Afin de déclarer sa cessation des paiements convenablement, l’acte que vous ferez transmettre au greffe du tribunal compétent devra comporter les éléments suivants :

  • Un ensemble de question à répondre relatif à : L’activité de la société, sa nature, le montant du passif et de l’actif, la répartition du capital social, la valorisation des fonds, le valeur des créances à recouvrer, si elle possède une assurance, la rémunération du dirigeant, si le dirigeant emploie des salariés, si l’entreprise a des contentieux, si elle a un patrimoine propre, ce que le dirigeant veut faire de la société, s’il souhaite s’associer, s’il veut exclure un associé, le montant du capital social et enfin s’il veut rester aux commandes de sa société ;
  • Un nombre de documents à donner concernant : la comptabilité et la banque (les bilans des trois dernières années, un compte de résultat, les livres comptables, l’existence d’archives, les soldes de caisse, les références des comptes bancaires) ;
  • Le social de l’entreprise : les coordonnées des salariés, le registre du personnel, les coordonnées des délégués du personnel, les contentieux prud’homaux s’il y en a en cours ;
  • Tout document autre intéressant : l’historique de l’entreprise et les causes de ses difficultés, un inventaire précis de l’actif immobilier, ses titres d’acquisition du fonds de commerce, un inventaire précis de l’actif mobilier, la liste du matériel de l’entreprise, la liste de sa participation dans d’autres sociétés ;
  • La liste complète et certifiée des créanciers comportant leur nom, adresse, code postal, ville et le montant exact de leur créance chirographaire ou privilégiée (protégée par une sûreté).

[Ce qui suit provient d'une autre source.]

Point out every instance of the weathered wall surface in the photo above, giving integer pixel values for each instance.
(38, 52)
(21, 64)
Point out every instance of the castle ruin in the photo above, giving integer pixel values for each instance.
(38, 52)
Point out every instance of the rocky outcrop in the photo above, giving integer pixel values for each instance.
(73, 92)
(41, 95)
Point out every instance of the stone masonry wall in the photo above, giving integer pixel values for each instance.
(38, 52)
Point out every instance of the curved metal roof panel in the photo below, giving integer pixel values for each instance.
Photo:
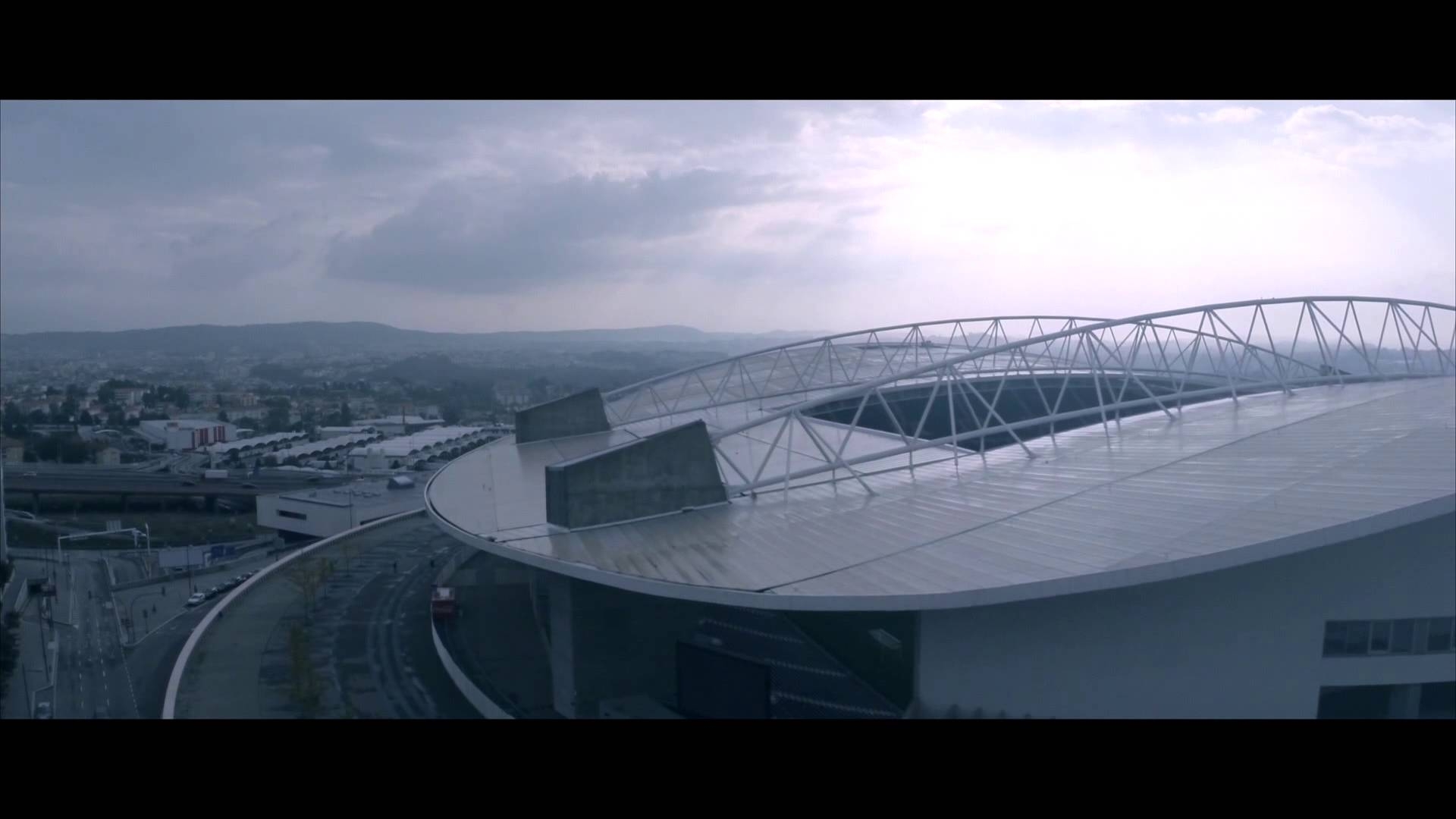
(1147, 499)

Ce document juridique vous permettra de remplir votre déclaration de cessation des paiements en toute sécurité.

pourquoi ?

L’état de cessation des paiements d’une entreprise signifie que l’entreprise est dans l’impossibilité de faire face au passif exigible avec son actif disponible. Une déclaration de cessation des paiements, plus communément appelée « dépôt de bilan », doit être effectuée auprès du tribunal de commerce ou du tribunal de grande instance. Cette déclaration est obligatoire même si un créancier a déjà saisi le tribunal pour demander l’ouverture d’une procédure de redressement ou de liquidation judiciaire.


Cette déclaration de cessation des paiements est une obligation pour toute entreprise ou débiteur personne physique au bout de 45 jours après avoir constaté son impossibilité de payer ses dettes avec son actif disponible. Le dirigeant qui n’exécute pas son obligation se heurte à une possible amende et/ou une interdiction de gérer pendant plusieurs années.